Pan-genome open reading frame-based binarized structure network analysis (OSNA) for phylogeny inference and presumptive species assignment

The complete or draft genome sequences were broken down into ORFs based on annotation data newly added by DFAST-core <https://dfast.ddbj.nig.ac.jp/dfc/distribution/>.21 ORFs collected from the genomes were compared with each other using BLASTn with a database built from each genome dataset. ORFs with ≥80% nucleotide sequence identity and ≥ 80% coverage were considered identical. Second, a hypothetical genome containing all ORFs was constructed as a reference, which was similar to the “pan-genome,” the entire set of orthologous and unique genomes present in the studied group. The positions and directions of the ORFs were not considered in the hypothetical genome architecture. Then, structures of the actual genomes targeted in the ORF analysis were compared to the hypothetical genome. ORFs were searched in the actual genomes using BLASTn to obtain binary sequences, expressed as presence (assigned “1”) or absence (assigned “0”) of each ORF (Supplementary Figure 1). The binary sequences were generated using a python script that is available from GitHub <https://github.com/suzukimasahiro/OSNAp.git>. A phylogenetic network was constructed using neighbor-net by inputting the binary sequences into SplitsTree4 software <http://ab.inf.unituebingen.de/software/splitstree4/welcome.html>.18,19,22 The pipeline settings of SplitsTree4 were as follows: distances setting, Uncorrected_P, which was equivalent to Hamming distance; networks setting, NeighborNet; and draw setting, EqualAngle. To validate the visual representation of binary sequences based on the neighbor-net, distances between the genomes were estimated with the Dice index, calculated as an index of the distance between each pair of genomes as follows: DSC (A, B)=2|A∩B|/(|A|+|B|).17

Orthologous average nucleotide identity (OrthoANI) calculation for the identification of species

OrthoANI values were calculated between the query genome sequences and the reference genome sequences that clustered together in a single clade in the OSNA-based phylogenetic network, with an OrthoANI cut-off value of 95% used for species delineation.5,13,23 Query sequences with OrthoANI values of less than 95% against closely located reference sequences were compared against all reference genomes listed in Table 1.

Comparison of OSNA-based phylogenetic network and cg-SNP-based phylogenetic tree

Snippy v4.6.0 <https://github.com/tseemann/snippy.git> was used for the construction of a cg-SNP-based phylogenetic tree, with A. hydrophila ATCC 7966 (GenBank accession no. CP000462.1) used as a reference. A variant call required a minimum base quality of 13 and read coverage of 10, with allele frequency of 0.9% at the locus. The final set of cg-SNP alignments were fed into RAxML (Randomized Axelerated Maximum Likelihood, version 8.2.11) to build the maximum likelihood phylogenetic tree with 100 bootstrap iterations.

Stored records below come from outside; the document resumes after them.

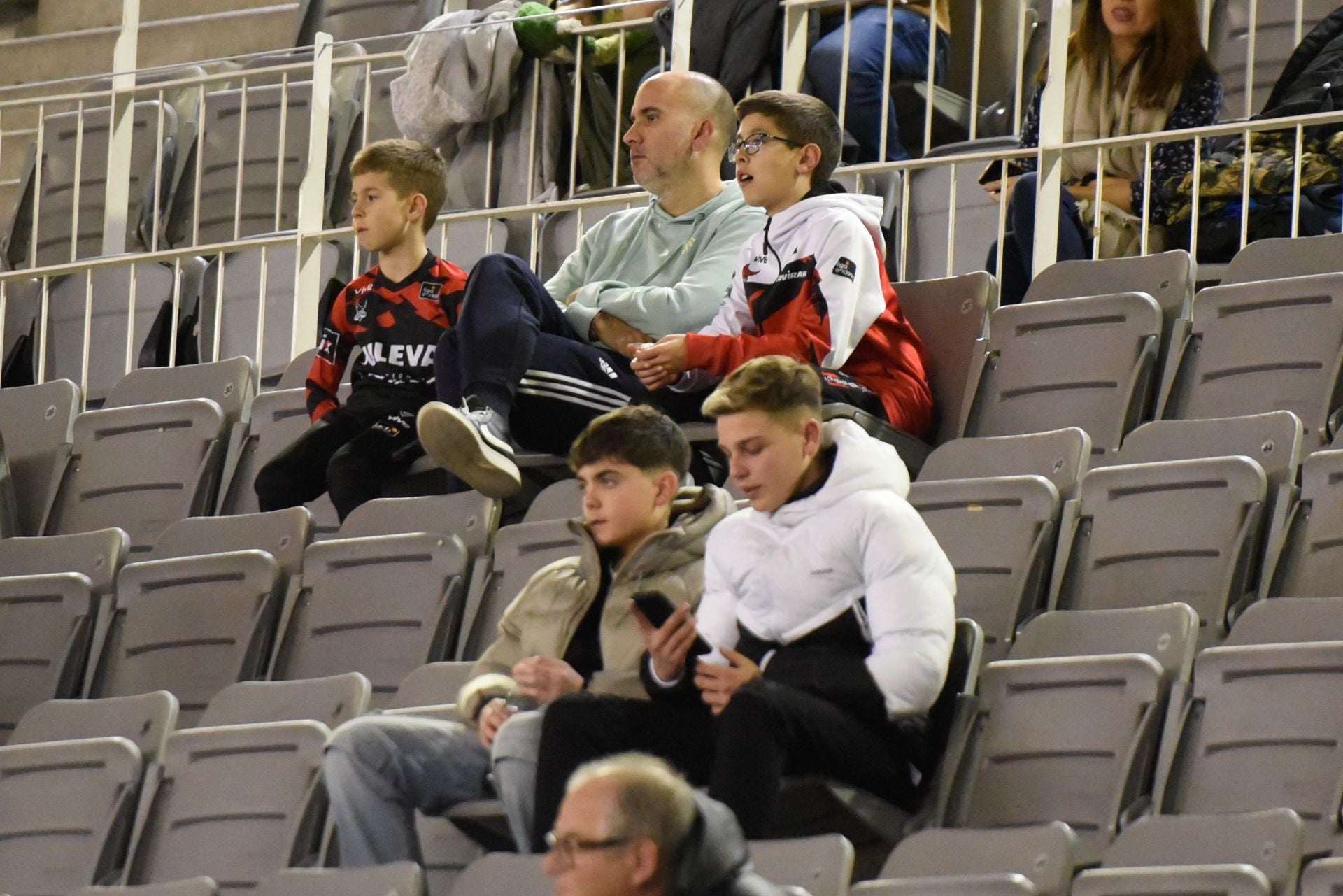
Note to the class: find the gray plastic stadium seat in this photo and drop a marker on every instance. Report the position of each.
(1000, 536)
(1149, 534)
(144, 719)
(327, 700)
(1263, 730)
(519, 553)
(38, 423)
(1077, 362)
(560, 500)
(1280, 257)
(241, 306)
(234, 804)
(950, 316)
(1311, 560)
(66, 811)
(398, 879)
(1060, 456)
(1275, 346)
(1041, 853)
(1251, 855)
(191, 626)
(505, 875)
(1058, 741)
(823, 865)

The OSNA-based binary sequences were also given to RAxML with the BINGAMMA model and 100 bootstrap iterations. Compositional similarity between the OSNA-based and cg-SNP-based trees was measured using Fowlkes–Mallows index, which quantifies the similarity of clusters obtained through various clustering algorithms.24 More specifically, two sample trees were cut at different levels to produce various values of “number of clusters” (=k) for each tree. Then, the FM index value (=Bk), ranging from 0 to 1 (with 1 indicating greater similarity), was measured for every value of k. These values were used to produce a Bk plot, a scatter plot of Bk versus k. The index was computed with the R packages ape, phytools, and dendextend.25,26

Results

Pan-genome OSNA-based phylogenetic network and its ability to predict taxonomic affiliation at the species level

In total, 300 randomly selected query sequences, consisting of 84 complete genomes and 216 draft genomes labeled to belong to 17 Aeromonas species, were combined with 35 reference genomes and used to build a phylogenetic tree by OSNA. A total of 49,300 ORFs extracted from 335 Aeromonas genomes were used to generate a hypothetical ORF set, representing the pan-genome structure. The total number of bases contained in the 49,300 ORFs was 41,458,401 bp, approximately 9.2 times larger than the average genome size of Aeromonas sp. (4,500,680 bp). The phylogenetic network constructed with OSNA successfully delineated the majority of species of the genus Aeromonas, as shown in Figure 1. Five prominent clades were formed, with each containing the reference genomes of A. hydrophila, A. veronii, A. caviae, A. salmonicida, and A. dhakensis, together accounting for 77% of all genomes in this analysis. The clade representing A. veronii was the largest and consisted of 78 genomes, followed by A. caviae (n=69), A. hydrophila (n=57), A. salmonicida (n=35), and A. dhakensis (n=20). Distinct minor clades were also formed for A. media (n=10), A. rivipollensis (n=9), A. allosaccharophila (n=6), A. enteropelogenes (n=5), A. sobria (n=4), A. bivalvium (n=3), A. schubertii (n=3), A. popoffii (n=2), A. sanarellii (n=2), and A. encheleia (n=2). The OrthoANI values between the reference genome and the query genomes that grouped together in the same clade were always greater than 95%, the generally accepted cut-off value for species demarcation, indicating that the topology of the ONSA-based phylogenetic network accurately predicted the taxonomic affiliation of the genus Aeromonas at the species level. For A. australiensis, A. aquatica, A. eucrenophila, A. diversa, A. finlandensis, A. fluvialis, A. molluscorum, A. rivuli, A. simiae, A. taiwanensis, and A. tecta, the reference genome of each species formed an independent terminal node in the tree, reflecting the limitation that the query genome set did not include those belonging to these species.

Figure 1

Neighbor-net phylogenetic network constructed by ORF-based binarized structure network analysis (OSNA)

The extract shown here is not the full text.